High confidence is possible only for a small proportion of these alignments, i.e. the alignment has a % identity higher than 50% within an alignment longer than 50% of the length of the target sequence. Of the 5139 sheep lncRNAs that could be aligned to any species, only 293 (5.7%) could be aligned with high confidence to goat and 265 (5.2%) to cattle transcripts. Similarly, of the sheep lncRNAs that could be aligned to either of two human lncRNA databases—NONCODE [75] and lncRNAdb [76]—68 (1.6% of the total alignable lncRNA) aligned with high confidence to the NONCODE database, and none to the lncRNAdb. Similar findings are observed with the 2657 shortlisted goat lncRNAs: 1343 (50.5%) had a detectable pairwise alignment, of any quality, to either set of sheep, cattle or human lncRNAs. However, of these 1343 lncRNAs, only 113 (8.4%) aligned with high confidence to sheep, 88 (6.6%) to cattle, 55 (4.1%) to the human NONCODE database, and 1 (0.1%) to the human lncRNAdb database (Fig. 1 and Table S11 [see Additional file 2: Table S11]). These observations allow for two possibilities. First, lncRNAs may, in general, be poorly conserved at the sequence level, which is consistent with previous findings [18, 19] and the observation that only 6% of the sheep/goat alignments have more than 50% reciprocal identity. However, an alternative is that in spite of the apparent depth of coverage, we have only assembled a subset of the total lncRNA transcriptome in each species.

lncRNAs not captured by the RNA-seq libraries of one species can be found using data from a related species

A reasonable a priori prediction is that lncRNAs conserved in a closely related species—which are more likely to be functionally relevant—are also more similarly expressed. Whereas human and mouse lncRNAs identified as full length cDNAs were generally less conserved between species than the 5′ and 3′UTR of protein-coding transcripts, their promoters were more highly conserved than those of protein-coding transcripts, some extending as far as chicken [44, 91]. These findings suggested that the large majority of lncRNAs that were analyzed displayed positional conservation across species. Accordingly, rather than comparing the similarity of two sets of lncRNA transcripts, we mapped the lncRNAs assembled in one species (e.g. sheep) to the genome of another (e.g. goat), deriving confidence in the mapping location from synteny.

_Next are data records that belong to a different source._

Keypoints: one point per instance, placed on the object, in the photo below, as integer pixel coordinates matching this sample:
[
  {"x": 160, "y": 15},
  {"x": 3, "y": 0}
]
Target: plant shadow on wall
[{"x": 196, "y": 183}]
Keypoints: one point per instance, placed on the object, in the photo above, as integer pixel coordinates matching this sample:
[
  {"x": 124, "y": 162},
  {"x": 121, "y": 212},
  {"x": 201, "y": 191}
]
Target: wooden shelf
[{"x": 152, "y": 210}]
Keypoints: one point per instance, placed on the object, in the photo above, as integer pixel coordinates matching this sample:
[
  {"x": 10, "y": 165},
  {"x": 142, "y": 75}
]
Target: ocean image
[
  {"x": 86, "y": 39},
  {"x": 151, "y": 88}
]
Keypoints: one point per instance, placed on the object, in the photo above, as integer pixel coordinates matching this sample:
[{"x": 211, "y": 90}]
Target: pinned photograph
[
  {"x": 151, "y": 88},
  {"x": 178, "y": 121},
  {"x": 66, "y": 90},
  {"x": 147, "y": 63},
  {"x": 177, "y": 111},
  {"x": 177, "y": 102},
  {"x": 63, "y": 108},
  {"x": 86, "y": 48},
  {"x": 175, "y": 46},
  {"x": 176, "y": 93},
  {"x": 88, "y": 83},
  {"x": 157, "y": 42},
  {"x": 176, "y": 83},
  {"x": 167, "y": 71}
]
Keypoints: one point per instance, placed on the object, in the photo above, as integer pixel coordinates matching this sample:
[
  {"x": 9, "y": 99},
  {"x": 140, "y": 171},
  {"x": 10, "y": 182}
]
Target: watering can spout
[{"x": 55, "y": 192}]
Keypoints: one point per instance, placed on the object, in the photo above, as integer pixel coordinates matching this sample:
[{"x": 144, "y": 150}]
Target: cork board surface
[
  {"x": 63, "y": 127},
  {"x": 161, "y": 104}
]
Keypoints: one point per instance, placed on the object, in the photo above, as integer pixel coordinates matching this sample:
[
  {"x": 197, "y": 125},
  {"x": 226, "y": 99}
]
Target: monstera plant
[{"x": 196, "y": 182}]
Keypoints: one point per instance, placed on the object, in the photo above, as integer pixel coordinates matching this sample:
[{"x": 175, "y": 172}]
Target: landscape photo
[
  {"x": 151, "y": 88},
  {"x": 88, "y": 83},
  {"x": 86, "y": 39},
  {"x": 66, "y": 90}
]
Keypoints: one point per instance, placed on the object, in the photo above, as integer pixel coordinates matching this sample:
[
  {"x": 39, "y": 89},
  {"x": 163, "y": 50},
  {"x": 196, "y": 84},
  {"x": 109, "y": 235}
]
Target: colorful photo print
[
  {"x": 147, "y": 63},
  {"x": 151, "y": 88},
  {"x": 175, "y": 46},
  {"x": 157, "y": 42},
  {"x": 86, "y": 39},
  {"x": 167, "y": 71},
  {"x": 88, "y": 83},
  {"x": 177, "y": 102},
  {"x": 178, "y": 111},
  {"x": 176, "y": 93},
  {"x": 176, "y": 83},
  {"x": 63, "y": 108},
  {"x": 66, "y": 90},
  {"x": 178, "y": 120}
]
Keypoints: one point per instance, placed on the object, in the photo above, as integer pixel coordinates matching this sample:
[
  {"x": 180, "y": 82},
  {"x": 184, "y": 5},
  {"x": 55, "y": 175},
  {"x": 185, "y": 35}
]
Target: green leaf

For each of the pairwise sheep/cattle, sheep/goat, cattle/goat, sheep/human, goat/human, and cattle/human comparisons, we identified sets of syntenic blocks: regions in the genome where gene order is conserved both up- and downstream of a focal gene (see Table 1 and the “Methods” section).

Table 1 Comparatively few lncRNAs appear positionally conserved, suggesting minimal overlap between each species’ set of transcripts

In the sheep/cattle comparison, approximately 5% of the syntenic blocks contain at least one lncRNA with a relative position conserved in both species, either upstream (n = 139 lncRNAs) or downstream (n = 141) of the central gene in each block [see Additional file 3: Table S12]. In the sheep/goat and cattle/goat comparisons, respectively, approximately 2 and 3% of the syntenic blocks contain a lncRNA (for sheep/goat, n = 42 upstream, 40 downstream; for cattle/goat, 86 upstream, 83 downstream) [see Additional file 3: Tables S13 and S14]. With increased species divergence, far fewer lncRNAs have relative positions conserved in either the upstream or downstream positions of the sheep/human, goat/human and cattle/human syntenic blocks (typically, < 1% of the syntenic blocks contain a lncRNA) [see Additional file 3: Tables S15, S16 and S17]. These comparatively small proportions highlight the minimal overlap between each set of assembled transcripts, which is consistent with stochastic assembly—lncRNAs expected to be present in a particular location are captured in only one species, not both. As such, very few lncRNAs in either of the sheep, goat and cattle subsets have evidence of both shared sequence homology and conserved synteny. When comparing sheep and cattle, 16 unique lncRNAs have high-confidence pairwise alignments within a region of conserved synteny, and six when comparing sheep and goat [see Additional file 3: Table S18].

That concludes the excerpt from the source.